7 Checking model assumptions

In this chapter we consider how to test the assumption that the errors \(\varepsilon_1,\varepsilon_2,\ldots,\varepsilon_n\) are independent and identically normally distributed. This is mainly done through inspection of the residuals.

7.1 Residuals for model checking

An important feature of any statistical analysis should be to check, as far as it is possible to do so, that the assumptions made in the model are valid. In the case of linear models, our assumptions concern the error terms \(\boldsymbol{\varepsilon}\). For observation \(i\), the model error is \(\varepsilon_i=y_i-\boldsymbol{x}_i^T\boldsymbol{\beta}\); the residual \(e_i=y_i-\boldsymbol{x}_i^T\boldsymbol{\hat{\beta}}\) can be thought of as an estimate of this.

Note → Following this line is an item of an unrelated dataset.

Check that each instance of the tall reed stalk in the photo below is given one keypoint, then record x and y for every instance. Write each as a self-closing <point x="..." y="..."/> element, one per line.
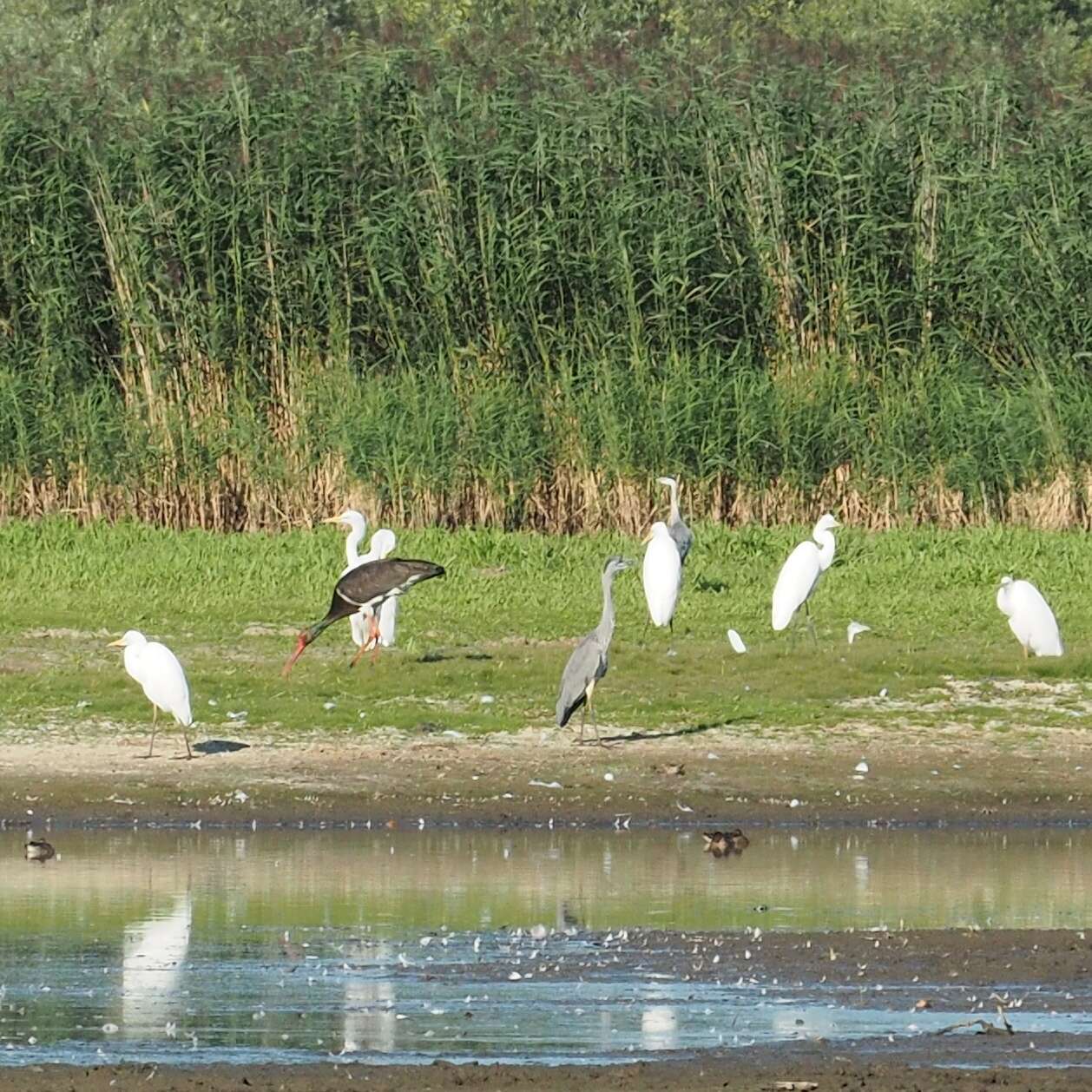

Recall that we assume the \(\varepsilon_i\) to:

have zero mean (which is equivalent to assuming that we have got the systematic part of the model represented by \(X\boldsymbol{\beta}\) right);
be independent;
have common variance (homoscedasticity);
be normally distributed.

In principle, if we knew the actual values of the \(\varepsilon_i\) then we could check these assumptions. We could look to see if \(\varepsilon_1,\varepsilon_2,\ldots,\varepsilon_n\) looked in all relevant respects like a sample from a normal distribution with zero mean.

However, we do not know the \(\varepsilon_i\) and cannot deduce them from the observed \(y_i\) unless we know \(\boldsymbol{\beta}\) (the true parameter vector rather than the estimate \(\boldsymbol{\hat{\beta}}\)). In practice, we only have estimates of the \(\varepsilon_i\), which are the residuals \(e_i\), \[ e_i=y_i-\boldsymbol{x}_i^T\boldsymbol{\hat{\beta}} \] Therefore, the main strategy for checking the assumptions of linear models is to perform various checks using residuals.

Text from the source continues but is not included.